Why should the professor be filled with despair? The “Fundamental theorem of his own subject” (evolution) is that matter in motion is the sole reality. We must assume that he understands its implications—unless the “terrible indictment” falls upon his own head. What is that fundamental theorem of matter in motion? Everything in the universe has strictly material origins and is explained solely on mechanistic grounds.

For example, Thales, the ancient Greek philosopher, sought to explain natural phenomena without recourse to “the gods.” His oversimplification was apparently that everything is composed solely of water. This extreme position differs not from the Dawkins’ of the world who propound the theory that everything is reducible to chemistry and all motions are explained by mechanics. It is a philosophical assumption of what Elton Trueblood called the “Nothing But …” theory.

Therefore, per Dawkins’ own system, which eliminates everything except “matter in motion,” thought processes in the brain are explained by the same assumptions. Logic and reasoning have nothing to do with anyone’s beliefs. Why then, be frustrated or filled with despair, Richard Dawkins?

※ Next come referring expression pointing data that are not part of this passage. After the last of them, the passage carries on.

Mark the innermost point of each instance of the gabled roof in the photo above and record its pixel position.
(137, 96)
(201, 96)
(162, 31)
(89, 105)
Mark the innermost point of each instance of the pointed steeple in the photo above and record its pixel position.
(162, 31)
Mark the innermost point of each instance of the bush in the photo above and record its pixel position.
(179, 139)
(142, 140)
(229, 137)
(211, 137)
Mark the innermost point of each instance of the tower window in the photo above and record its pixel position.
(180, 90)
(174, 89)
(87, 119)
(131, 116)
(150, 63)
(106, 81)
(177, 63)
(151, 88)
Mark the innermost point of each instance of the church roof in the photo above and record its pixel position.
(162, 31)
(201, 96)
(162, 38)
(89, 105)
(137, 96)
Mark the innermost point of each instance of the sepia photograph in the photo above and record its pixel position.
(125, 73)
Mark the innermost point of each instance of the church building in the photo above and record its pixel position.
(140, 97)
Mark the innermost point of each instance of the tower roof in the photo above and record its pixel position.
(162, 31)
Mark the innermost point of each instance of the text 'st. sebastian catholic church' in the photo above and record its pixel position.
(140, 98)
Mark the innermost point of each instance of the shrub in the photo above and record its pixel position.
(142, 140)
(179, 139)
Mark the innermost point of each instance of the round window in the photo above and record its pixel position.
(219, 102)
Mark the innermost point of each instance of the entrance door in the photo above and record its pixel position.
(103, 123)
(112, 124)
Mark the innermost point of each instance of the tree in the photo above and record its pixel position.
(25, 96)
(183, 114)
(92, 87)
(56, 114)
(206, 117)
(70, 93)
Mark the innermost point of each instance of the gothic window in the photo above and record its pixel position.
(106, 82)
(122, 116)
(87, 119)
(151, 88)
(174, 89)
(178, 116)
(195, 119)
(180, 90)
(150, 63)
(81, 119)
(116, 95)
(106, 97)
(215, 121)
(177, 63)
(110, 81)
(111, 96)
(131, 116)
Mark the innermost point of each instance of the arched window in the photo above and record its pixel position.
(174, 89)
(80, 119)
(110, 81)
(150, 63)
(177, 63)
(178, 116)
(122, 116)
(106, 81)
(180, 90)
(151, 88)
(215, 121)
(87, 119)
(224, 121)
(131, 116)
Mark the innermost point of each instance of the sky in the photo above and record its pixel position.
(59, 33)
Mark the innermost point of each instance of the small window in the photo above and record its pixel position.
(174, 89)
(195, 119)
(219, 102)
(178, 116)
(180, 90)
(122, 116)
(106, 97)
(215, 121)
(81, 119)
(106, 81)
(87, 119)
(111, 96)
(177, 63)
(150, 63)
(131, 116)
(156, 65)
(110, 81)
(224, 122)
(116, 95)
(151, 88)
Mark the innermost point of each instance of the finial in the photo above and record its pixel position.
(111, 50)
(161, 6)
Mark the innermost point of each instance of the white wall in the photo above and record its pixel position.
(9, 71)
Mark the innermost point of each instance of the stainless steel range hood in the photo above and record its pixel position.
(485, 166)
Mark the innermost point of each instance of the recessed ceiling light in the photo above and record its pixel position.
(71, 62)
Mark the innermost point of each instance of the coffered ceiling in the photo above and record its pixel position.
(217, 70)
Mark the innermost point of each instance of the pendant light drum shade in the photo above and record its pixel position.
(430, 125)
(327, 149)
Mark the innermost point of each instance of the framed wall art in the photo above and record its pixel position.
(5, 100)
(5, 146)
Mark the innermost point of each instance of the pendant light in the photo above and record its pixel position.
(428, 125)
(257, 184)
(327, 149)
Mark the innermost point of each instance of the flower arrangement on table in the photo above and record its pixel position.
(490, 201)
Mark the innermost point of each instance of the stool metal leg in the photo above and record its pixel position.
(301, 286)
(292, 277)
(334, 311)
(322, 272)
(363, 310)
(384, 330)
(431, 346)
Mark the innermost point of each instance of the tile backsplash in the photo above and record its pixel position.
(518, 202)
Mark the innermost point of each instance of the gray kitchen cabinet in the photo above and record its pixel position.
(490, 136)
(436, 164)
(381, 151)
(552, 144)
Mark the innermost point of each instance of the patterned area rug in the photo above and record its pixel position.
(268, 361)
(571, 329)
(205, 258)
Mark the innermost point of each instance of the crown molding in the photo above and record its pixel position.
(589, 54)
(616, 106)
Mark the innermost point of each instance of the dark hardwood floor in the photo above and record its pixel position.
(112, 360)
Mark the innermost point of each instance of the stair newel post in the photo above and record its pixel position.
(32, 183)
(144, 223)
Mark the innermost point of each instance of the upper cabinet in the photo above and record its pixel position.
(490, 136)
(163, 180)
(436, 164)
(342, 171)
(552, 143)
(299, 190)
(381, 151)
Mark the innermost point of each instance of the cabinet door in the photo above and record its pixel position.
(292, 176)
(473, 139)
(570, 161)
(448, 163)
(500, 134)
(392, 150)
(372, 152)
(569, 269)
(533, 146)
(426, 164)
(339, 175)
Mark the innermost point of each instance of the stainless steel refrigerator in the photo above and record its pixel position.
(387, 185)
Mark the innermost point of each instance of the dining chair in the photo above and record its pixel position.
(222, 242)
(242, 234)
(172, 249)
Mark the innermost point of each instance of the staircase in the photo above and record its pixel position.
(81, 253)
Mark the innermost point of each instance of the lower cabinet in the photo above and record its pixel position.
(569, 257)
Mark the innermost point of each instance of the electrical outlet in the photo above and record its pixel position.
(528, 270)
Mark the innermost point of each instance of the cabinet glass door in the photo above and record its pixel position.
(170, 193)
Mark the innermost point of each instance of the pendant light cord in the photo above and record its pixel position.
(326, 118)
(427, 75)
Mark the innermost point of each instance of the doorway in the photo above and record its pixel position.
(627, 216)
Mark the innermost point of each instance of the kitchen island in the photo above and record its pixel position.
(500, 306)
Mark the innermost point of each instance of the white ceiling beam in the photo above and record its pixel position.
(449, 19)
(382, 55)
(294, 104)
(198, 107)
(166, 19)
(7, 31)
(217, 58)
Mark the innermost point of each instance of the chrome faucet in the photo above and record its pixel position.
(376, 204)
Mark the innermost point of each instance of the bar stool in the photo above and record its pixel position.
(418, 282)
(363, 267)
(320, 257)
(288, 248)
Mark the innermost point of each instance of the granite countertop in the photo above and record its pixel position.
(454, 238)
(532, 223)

The movement of atoms in Carson’s brain are no more responsible for the electrical impulse called “Creation” any more than the movement of grey matter in yours can help becoming an evolutionist.

And all of this time you supposed evolutionary theory was based upon scientific fact to which all reasonable minds must come! No, no. The only way to change the functioning of a mechanistic machine such as the brain is to either bang it on the head or add different chemicals. I guess in the end Dawkins’ despair and frustration with Creationists is to be explained on the same basis. No reasoning. No rational conclusions drawn from evidence. Just chemicals squirting through the labyrinths of grey matter in the Dawkins cranium. He cannot help it. Does Richard Dawkins ‘understand the fundamental theorem of his own subject?’ Apparently not.